As 2023 marches on, much of the initial doom and gloom-fueled skepticism around how the year would play out has abated, and there is hope on the horizon.
“The one big thing we are talking about with our clients, both lenders and merchants, is what exactly they should be doing — what are the products and solutions that will be the differentiator to help drive their business, grow sales, take care of customers, and bring people back again for other additional purchases at a later date,” Ed O’Donnell, CEO at Versatile Credit, told PYMNTS CEO Karen Webster.
“It is all about the experience, and that changes for lenders versus merchants,” O’Donnell added.
For lenders, the rise of FinTechs and digital products, including BNPL (buy now, pay later), has forced traditional lenders to diversify, enhance and expand their offerings to remain competitive from a product and experience standpoint, he explained.
“Just having the old-fashioned retail private label credit card out there is not enough to win business and, more importantly, keep the business after you’ve won it,” O’Donnell said.
But what does this evolving credit landscape mean for merchants?
After all, having options is a good thing — but too many options can be overwhelming for merchants and consumers, and obscure the true business use cases and benefits of a particular solution.
“Nobody wants to manage 50 different relationships and stack all of that technology, along with the lift it requires,” O’Donnell said.
That is why many merchants are turning to credit aggregator platforms for guidance in narrowing their decision-making process.
The credit landscape has seen some surprising trends in recent months. New credit card applications are up about 25%, but the rejection rates are also high at around 22%, the highest since 2018.

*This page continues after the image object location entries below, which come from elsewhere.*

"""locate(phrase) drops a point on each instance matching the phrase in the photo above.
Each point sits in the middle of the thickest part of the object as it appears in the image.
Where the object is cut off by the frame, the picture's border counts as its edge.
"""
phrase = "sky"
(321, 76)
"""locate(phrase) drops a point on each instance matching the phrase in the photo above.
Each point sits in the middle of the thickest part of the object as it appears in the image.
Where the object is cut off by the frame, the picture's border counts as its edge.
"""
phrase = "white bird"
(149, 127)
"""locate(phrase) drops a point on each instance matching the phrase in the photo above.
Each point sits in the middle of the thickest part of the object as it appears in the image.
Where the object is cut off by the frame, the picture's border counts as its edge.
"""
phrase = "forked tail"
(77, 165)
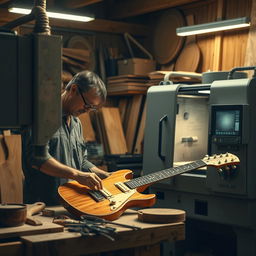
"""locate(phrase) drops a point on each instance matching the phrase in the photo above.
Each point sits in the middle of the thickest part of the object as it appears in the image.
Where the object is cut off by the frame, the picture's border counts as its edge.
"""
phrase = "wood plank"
(80, 3)
(102, 131)
(11, 174)
(128, 8)
(26, 229)
(88, 131)
(11, 248)
(218, 39)
(114, 130)
(64, 243)
(99, 25)
(122, 105)
(133, 118)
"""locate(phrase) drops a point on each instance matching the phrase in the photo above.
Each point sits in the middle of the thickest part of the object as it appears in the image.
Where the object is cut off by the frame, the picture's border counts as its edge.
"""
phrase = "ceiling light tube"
(213, 26)
(55, 15)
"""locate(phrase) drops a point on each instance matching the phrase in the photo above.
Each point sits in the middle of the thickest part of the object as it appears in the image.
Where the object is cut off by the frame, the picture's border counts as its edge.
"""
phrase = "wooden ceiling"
(109, 14)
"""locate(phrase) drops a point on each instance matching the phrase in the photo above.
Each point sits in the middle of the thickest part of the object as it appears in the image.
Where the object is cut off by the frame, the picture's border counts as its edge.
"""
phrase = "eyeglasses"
(88, 106)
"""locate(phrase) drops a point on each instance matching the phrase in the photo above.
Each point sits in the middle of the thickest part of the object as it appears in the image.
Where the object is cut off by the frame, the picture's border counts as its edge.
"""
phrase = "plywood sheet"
(133, 121)
(88, 131)
(138, 148)
(114, 130)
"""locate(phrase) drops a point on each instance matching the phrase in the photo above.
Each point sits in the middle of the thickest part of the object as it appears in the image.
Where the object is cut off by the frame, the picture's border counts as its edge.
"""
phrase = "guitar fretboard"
(164, 174)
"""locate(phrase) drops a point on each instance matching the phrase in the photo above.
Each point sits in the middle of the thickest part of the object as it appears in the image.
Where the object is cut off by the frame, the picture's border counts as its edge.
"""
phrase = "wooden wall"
(223, 50)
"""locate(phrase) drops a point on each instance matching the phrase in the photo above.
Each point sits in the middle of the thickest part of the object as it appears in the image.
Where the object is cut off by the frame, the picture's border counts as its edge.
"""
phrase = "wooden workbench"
(144, 242)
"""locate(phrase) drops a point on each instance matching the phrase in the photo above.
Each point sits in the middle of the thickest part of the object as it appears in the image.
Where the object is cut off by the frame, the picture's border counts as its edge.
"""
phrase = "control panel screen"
(226, 121)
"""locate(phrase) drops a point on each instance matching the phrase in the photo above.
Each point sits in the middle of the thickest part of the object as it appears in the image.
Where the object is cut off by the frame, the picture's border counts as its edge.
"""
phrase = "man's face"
(81, 102)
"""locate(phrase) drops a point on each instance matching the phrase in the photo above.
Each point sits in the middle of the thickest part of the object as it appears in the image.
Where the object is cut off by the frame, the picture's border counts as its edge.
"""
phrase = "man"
(67, 152)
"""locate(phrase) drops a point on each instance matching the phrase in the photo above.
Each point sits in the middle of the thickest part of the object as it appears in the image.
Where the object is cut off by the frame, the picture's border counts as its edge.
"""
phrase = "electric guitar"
(121, 192)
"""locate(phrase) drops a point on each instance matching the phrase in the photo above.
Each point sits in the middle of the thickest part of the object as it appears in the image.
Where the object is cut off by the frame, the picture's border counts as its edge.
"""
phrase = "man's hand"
(91, 180)
(101, 173)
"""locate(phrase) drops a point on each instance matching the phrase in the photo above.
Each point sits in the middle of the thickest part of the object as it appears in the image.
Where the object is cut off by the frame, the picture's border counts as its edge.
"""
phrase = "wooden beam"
(217, 54)
(250, 54)
(97, 25)
(80, 3)
(128, 8)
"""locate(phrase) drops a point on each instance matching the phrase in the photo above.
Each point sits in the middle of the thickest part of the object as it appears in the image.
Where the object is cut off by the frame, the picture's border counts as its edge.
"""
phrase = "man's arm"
(54, 168)
(101, 173)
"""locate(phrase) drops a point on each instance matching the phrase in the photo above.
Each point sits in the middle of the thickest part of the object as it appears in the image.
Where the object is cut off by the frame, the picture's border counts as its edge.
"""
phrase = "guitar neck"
(164, 174)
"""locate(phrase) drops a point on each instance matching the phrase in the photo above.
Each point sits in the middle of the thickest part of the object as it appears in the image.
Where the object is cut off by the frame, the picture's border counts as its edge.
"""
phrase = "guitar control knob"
(227, 168)
(112, 202)
(220, 171)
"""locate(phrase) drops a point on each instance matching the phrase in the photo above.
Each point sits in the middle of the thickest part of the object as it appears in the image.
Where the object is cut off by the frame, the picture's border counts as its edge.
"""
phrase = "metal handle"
(230, 74)
(160, 137)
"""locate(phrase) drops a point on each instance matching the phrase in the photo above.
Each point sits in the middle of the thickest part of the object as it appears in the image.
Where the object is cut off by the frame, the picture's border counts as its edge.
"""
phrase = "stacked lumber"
(121, 128)
(127, 83)
(174, 76)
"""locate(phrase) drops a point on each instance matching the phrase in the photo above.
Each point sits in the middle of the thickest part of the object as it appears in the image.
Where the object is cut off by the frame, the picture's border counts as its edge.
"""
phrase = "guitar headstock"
(221, 160)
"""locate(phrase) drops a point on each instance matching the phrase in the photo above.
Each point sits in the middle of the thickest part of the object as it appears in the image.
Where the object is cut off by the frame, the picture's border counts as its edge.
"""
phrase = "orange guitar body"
(77, 200)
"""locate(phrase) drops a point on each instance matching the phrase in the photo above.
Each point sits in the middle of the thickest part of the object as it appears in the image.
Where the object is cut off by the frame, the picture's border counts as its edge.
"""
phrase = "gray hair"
(87, 80)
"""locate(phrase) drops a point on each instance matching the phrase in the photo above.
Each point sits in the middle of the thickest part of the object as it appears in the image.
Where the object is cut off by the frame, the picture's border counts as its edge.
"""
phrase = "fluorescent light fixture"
(55, 15)
(205, 92)
(213, 26)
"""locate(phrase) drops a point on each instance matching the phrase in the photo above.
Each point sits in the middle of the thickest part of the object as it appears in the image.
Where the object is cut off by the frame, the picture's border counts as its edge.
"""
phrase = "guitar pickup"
(122, 187)
(96, 195)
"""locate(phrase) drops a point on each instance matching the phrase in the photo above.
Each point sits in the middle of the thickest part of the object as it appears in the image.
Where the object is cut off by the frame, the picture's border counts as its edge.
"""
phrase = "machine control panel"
(226, 135)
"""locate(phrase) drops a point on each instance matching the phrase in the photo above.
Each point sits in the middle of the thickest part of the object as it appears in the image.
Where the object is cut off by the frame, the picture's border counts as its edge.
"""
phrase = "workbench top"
(72, 243)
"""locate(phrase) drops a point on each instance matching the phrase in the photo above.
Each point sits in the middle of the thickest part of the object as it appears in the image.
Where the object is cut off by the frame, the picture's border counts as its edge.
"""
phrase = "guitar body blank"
(76, 199)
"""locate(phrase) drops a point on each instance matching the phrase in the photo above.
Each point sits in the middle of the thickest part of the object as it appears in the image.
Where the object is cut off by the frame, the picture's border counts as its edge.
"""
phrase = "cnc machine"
(183, 125)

“What we’ve seen is that using the old metrics such as approval rate and take rate is not enough,” O’Donnell said. “You really have to focus on what’s the throughput. And we have seen that even in households making well over $100,000 in annual income, they’ve moved in many cases from the prime credit box to the near-prime credit box for a variety of different reasons.”

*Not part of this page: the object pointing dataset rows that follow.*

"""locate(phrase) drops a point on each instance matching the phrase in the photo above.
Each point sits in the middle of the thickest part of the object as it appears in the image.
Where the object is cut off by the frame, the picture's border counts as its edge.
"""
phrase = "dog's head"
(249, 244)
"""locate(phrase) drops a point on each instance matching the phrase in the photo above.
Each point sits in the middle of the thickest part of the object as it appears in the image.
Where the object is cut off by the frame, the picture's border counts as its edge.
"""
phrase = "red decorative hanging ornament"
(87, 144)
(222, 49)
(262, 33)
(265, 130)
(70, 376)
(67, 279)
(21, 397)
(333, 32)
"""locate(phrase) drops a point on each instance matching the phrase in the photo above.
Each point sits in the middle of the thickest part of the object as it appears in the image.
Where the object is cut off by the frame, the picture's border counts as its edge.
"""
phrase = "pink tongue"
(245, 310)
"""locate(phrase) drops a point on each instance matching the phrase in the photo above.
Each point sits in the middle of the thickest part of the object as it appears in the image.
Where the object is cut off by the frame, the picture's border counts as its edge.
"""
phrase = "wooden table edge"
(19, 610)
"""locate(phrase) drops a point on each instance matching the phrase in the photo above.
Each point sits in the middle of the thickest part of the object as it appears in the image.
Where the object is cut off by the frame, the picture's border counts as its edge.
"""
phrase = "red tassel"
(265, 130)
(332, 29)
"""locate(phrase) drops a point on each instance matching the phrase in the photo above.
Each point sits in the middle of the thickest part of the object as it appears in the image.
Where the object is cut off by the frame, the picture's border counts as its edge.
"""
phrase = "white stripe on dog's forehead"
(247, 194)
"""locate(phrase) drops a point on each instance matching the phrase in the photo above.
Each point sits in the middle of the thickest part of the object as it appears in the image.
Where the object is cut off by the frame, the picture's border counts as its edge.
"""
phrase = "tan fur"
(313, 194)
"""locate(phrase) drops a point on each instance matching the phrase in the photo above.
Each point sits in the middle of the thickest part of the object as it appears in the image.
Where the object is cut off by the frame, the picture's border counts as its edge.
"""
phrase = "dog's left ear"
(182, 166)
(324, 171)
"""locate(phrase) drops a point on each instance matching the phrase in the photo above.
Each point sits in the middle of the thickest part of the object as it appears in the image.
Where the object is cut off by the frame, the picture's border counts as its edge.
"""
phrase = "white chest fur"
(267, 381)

O’Donnell sees this as an opportunity for merchants to adapt and cater to these shifting customer segments, as well as highlighting the crucial importance of offering a diverse range of products and staying up to date with market trends.
He also emphasized the importance of having the right mix of products and lenders to meet the changing environment.
“The near prime lenders are very happy to earn that business … it helps balance the credit risk that they take in their core business,” O’Donnell said. “Matching my need to the correct payment is really a critical decision.”
With the capability to provide diverse choices and stay competitive in the market, retailers and lenders alike can drive business, grow sales, and provide a stellar customer experience.
As the credit market adapts, monitoring lender behavior and loan performance becomes paramount. This vigilance and caution allows lenders to react quickly to any disruptions and ensure a stable and resilient credit market, but is also leading to a higher rejection rate for credit card applications.
However, this measured approach encourages a range of credit options tailored to suit various financial situations and consumer credit scores.
“You really don’t want lenders taking on excessive credit risk. It may be fine temporarily, but in the long run, that will actually hurt buyers and consumers because there’ll be less choice, fewer lenders available,” O’Donnell said.
“I think it’s appropriate. It is the way the system is designed to work,” he said. “The more choices you can provide, the better it is for everyone.”
Particularly as the holiday season approaches and retailers and lenders are increasingly working together to attract new customers while at the same time helping consumers make informed choices about their purchases.
“It is a great time for merchants that are able to provide products that make sense for their particular business, and it’s no longer one size fits all. The lenders have gotten really smart about what works in one vertical versus another,” O’Donnell said.